Q4 (10 marks — 150 words): Analyse the transition from identity-based to issue-driven politics in India with reference to women's political participation.
Model Answer:
India's political landscape has partially shifted from identity-based (caste/religion/gender group as bloc) to issue-driven politics (development, governance, welfare delivery). The 2014 Modi campaign on "vikas" and anti-corruption, the Anna Hazare movement (2011–12), and AAP's governance model all demonstrated that issue-based mobilization can create political majorities. Yet caste and religion remain structurally embedded — the 2024 opposition's caste census demand and PDA coalition (Pichhra-Dalit-Alpasankhyak) show identity politics is adaptive, not disappearing.
Women's participation illustrates this tension. The 73rd Amendment's 33% panchayat reservation has produced 15 lakh+ women elected representatives — the world's largest exercise in mandated political inclusion. Yet Lok Sabha women representation remains a mere 13.6% (74/543, 2024) — ranking India 148th globally (IPU). The Nari Shakti Vandan Adhiniyam (106th Amendment, 2023) promising 33% reservation in LS/State Assemblies will be operative only after the next delimitation.
The "sarpanch pati" problem (male relatives governing through women proxies) illustrates that formal inclusion without agency is incomplete. SHG movements (10 crore+ women) and ASHA/Anganwadi networks have created bottom-up political capacity, while role models — Indira Gandhi, Mamata Banerjee, Draupadi Murmu — inspire across the spectrum.
The synthesis for 2026: India needs both issue-driven political competition AND structural inclusion — reservation is a necessary but insufficient tool; cultural change, party willingness to give tickets, and financial empowerment of women are the real determinants.
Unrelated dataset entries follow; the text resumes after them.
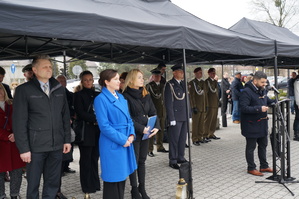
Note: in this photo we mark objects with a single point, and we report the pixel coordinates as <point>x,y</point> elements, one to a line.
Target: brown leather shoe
<point>255,172</point>
<point>266,170</point>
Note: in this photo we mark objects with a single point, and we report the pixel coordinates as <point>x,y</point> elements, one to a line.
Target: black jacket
<point>41,123</point>
<point>236,88</point>
<point>82,100</point>
<point>140,109</point>
<point>254,122</point>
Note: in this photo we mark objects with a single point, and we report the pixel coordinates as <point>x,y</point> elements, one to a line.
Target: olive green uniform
<point>212,100</point>
<point>197,101</point>
<point>156,92</point>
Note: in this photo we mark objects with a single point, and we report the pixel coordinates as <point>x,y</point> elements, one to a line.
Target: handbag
<point>79,128</point>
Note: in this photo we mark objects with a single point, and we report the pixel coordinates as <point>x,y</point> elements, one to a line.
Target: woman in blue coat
<point>117,134</point>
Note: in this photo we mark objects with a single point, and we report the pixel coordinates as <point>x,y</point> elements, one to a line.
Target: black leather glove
<point>195,110</point>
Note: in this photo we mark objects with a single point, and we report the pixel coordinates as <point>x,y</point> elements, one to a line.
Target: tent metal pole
<point>188,125</point>
<point>64,63</point>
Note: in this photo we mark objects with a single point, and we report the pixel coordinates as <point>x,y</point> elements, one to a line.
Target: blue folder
<point>151,121</point>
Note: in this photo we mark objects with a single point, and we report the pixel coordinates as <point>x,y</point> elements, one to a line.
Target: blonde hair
<point>131,78</point>
<point>6,99</point>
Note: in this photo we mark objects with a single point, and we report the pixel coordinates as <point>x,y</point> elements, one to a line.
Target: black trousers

Q5 (10 marks — 150 words): What is identity politics? Examine the role of caste in Indian democracy.
Model Answer:
Identity politics is political mobilization based on shared group characteristics — caste, religion, language, gender, ethnicity — rather than economic class or ideology. In India, caste has been the dominant axis of political identity since independence.
Caste in Indian democracy has played multiple roles:
Electoral mobilization: Caste determines voting behaviour — candidates chosen by caste, governments formed by caste coalitions, and policies framed as caste entitlements. The Mandal Commission's 27% OBC reservation (implemented 1990) created the most significant caste-based political realignment since independence.
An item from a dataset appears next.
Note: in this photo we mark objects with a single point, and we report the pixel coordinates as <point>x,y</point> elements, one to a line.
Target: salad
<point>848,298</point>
Social justice mechanism: Reservation (SC 15% + ST 7.5% + OBC 27% + EWS 10%) attempts to correct historical injustice through preferential access to government jobs and educational institutions. Dr. B.R. Ambedkar's vision of "annihilation of caste" through constitutional mechanisms shaped this approach.
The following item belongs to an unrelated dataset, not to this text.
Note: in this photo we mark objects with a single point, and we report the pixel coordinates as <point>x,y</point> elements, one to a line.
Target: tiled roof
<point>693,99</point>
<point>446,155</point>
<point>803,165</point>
Democratic deepening: Caste-based parties (BSP, SP, RJD, DMK) have brought marginalised communities into political power — giving political agency to Dalits, OBCs, and tribals previously excluded. Mayawati's four terms as UP CM and Draupadi Murmu as President represent this inclusion.
Democratic distortion: Caste loyalty reduces accountability — voters choose candidates based on caste rather than performance. It reinforces social hierarchy rather than dismantling it. Communalisation of caste politics (Hindutva seeking to subsume caste into Hindu identity) adds complexity.
Transition: India is experiencing a partial shift from pure caste politics to "caste + aspiration" politics — voters want both their caste represented AND their economic aspirations served.
Q6 (5 marks — 50 words): State any five challenges to women's political participation in India.
Model Answer:
Five challenges to women's political participation in India: (1) Party gatekeeping — political parties award fewer than 15% of LS/Assembly tickets to women; (2) Financial barriers — campaigns cost crores which women rarely possess independently; (3) Patriarchal social norms — families and communities resist women's public roles in conservative regions; (4) Online harassment — women politicians face targeted abuse on social media deterring candidacy; (5) "Sarpanch Pati" proxy governance — even reserved panchayat seats are effectively controlled by male relatives.